Use of the term second cousin in a formal setting.
I am trying to write an engraving message for a Christening gift. Please help me. I am Godfather of my cousin’s son. I have asked to be a Godfather of his son. What are my circumstances?
I ideally want to put “from your Godfather and second cousin”, since “my name is Jamie” and the other Godfather is also known as Jamie. At that moment, I have to do what has happened to me in the past and get rid of the meaning of “from your godfather”.
Where to put your Godfather and your second cousin the other way around. I want to put it grammatically correct.
So far I have this:
Oliver on your Christening, with love from Godfather and second cousin Jamie.
Any order is equally correct. What are some examples? The one you have is fine, going from less specific to more specific.
However, there’s clearly a “to” missing in front of “Oliver”. The other answers so far fix it only quietly, and only insufficiently with saying “To Oliver on your Christening”. That makes Oliver a different person from the recipient of the Christening, because you are second person, while Oliver is third person.

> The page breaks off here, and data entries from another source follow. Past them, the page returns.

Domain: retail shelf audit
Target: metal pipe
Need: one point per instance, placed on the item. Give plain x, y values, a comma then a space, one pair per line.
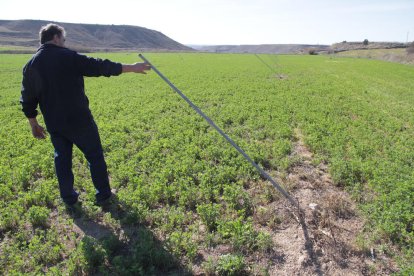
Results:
201, 113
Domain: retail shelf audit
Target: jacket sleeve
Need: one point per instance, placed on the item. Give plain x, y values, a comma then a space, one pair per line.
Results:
95, 67
29, 92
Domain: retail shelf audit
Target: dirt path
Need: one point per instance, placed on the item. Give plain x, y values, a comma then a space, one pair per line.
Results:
323, 241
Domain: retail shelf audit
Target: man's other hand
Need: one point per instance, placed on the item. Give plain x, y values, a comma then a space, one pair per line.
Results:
139, 67
37, 130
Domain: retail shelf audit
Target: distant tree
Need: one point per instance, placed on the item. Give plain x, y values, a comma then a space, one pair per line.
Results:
410, 49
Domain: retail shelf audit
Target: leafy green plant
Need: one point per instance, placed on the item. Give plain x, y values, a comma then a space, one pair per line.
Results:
231, 265
38, 216
209, 214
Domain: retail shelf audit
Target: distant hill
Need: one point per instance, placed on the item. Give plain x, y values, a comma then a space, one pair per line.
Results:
356, 45
263, 48
89, 37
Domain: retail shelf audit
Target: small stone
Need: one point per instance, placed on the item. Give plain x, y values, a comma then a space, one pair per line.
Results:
313, 206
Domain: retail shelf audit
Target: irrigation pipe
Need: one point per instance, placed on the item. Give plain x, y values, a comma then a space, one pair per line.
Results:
201, 113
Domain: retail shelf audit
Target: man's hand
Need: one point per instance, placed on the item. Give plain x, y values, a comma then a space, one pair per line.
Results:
139, 67
37, 130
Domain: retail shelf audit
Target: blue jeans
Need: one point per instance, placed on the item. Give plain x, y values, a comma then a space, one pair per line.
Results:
89, 142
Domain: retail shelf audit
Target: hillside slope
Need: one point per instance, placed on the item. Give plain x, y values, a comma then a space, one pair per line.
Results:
88, 36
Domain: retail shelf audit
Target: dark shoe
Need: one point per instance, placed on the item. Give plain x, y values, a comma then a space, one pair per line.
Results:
108, 200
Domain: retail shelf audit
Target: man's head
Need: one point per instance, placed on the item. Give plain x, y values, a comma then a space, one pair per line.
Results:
52, 33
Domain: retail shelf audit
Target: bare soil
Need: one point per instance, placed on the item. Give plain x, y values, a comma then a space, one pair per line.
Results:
320, 239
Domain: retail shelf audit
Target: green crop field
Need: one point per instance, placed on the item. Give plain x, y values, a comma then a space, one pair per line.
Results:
182, 189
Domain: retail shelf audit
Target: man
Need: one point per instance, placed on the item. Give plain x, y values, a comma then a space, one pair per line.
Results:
53, 79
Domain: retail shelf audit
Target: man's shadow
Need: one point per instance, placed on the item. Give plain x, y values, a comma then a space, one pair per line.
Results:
128, 249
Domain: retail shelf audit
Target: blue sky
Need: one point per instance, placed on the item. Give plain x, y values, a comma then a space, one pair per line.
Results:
211, 22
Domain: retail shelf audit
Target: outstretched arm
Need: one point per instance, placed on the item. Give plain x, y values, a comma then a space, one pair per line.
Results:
139, 67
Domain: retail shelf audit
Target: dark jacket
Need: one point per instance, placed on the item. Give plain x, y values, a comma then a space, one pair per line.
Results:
53, 79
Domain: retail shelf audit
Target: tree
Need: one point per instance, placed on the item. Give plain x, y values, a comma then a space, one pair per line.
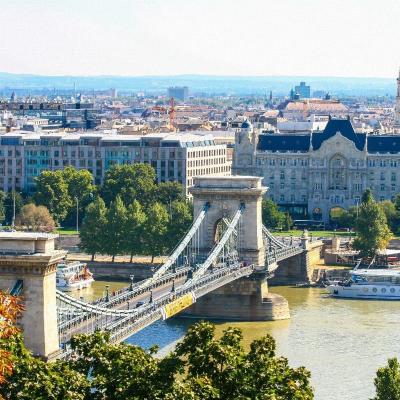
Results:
10, 199
155, 229
179, 222
93, 230
271, 216
348, 218
114, 239
35, 218
10, 310
52, 192
80, 187
373, 233
134, 229
389, 210
387, 381
130, 182
168, 192
222, 367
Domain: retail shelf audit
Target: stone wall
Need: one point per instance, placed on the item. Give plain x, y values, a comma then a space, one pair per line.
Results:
244, 300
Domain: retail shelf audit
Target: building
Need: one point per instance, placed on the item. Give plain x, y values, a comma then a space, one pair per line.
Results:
178, 92
174, 156
303, 90
312, 175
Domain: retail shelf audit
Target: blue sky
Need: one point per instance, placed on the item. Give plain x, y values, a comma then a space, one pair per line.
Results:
222, 37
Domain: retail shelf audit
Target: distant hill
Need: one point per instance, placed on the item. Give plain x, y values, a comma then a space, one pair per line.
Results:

For someone to fix that, the you should be replaced with his.
To Oliver on his Christening, with love from Godfather and second cousin Jamie
The second his is optional. If something is yours to answer, it just cannot
be yours.
I would switch some parts of the sentence around and use parentheses in order to minimize the scope for ambiguity.
To Oliver on the occasion of your christening, with love from Jamie (your godfather
and second cousin) Incidentally, it is unnecessary to capitalize christening and
godfather: they are generic nouns rather than proper nouns.
On the other hand, the day may come when Oliver realizes that you’re not second cousins, and if they still slap their foreheads, he will.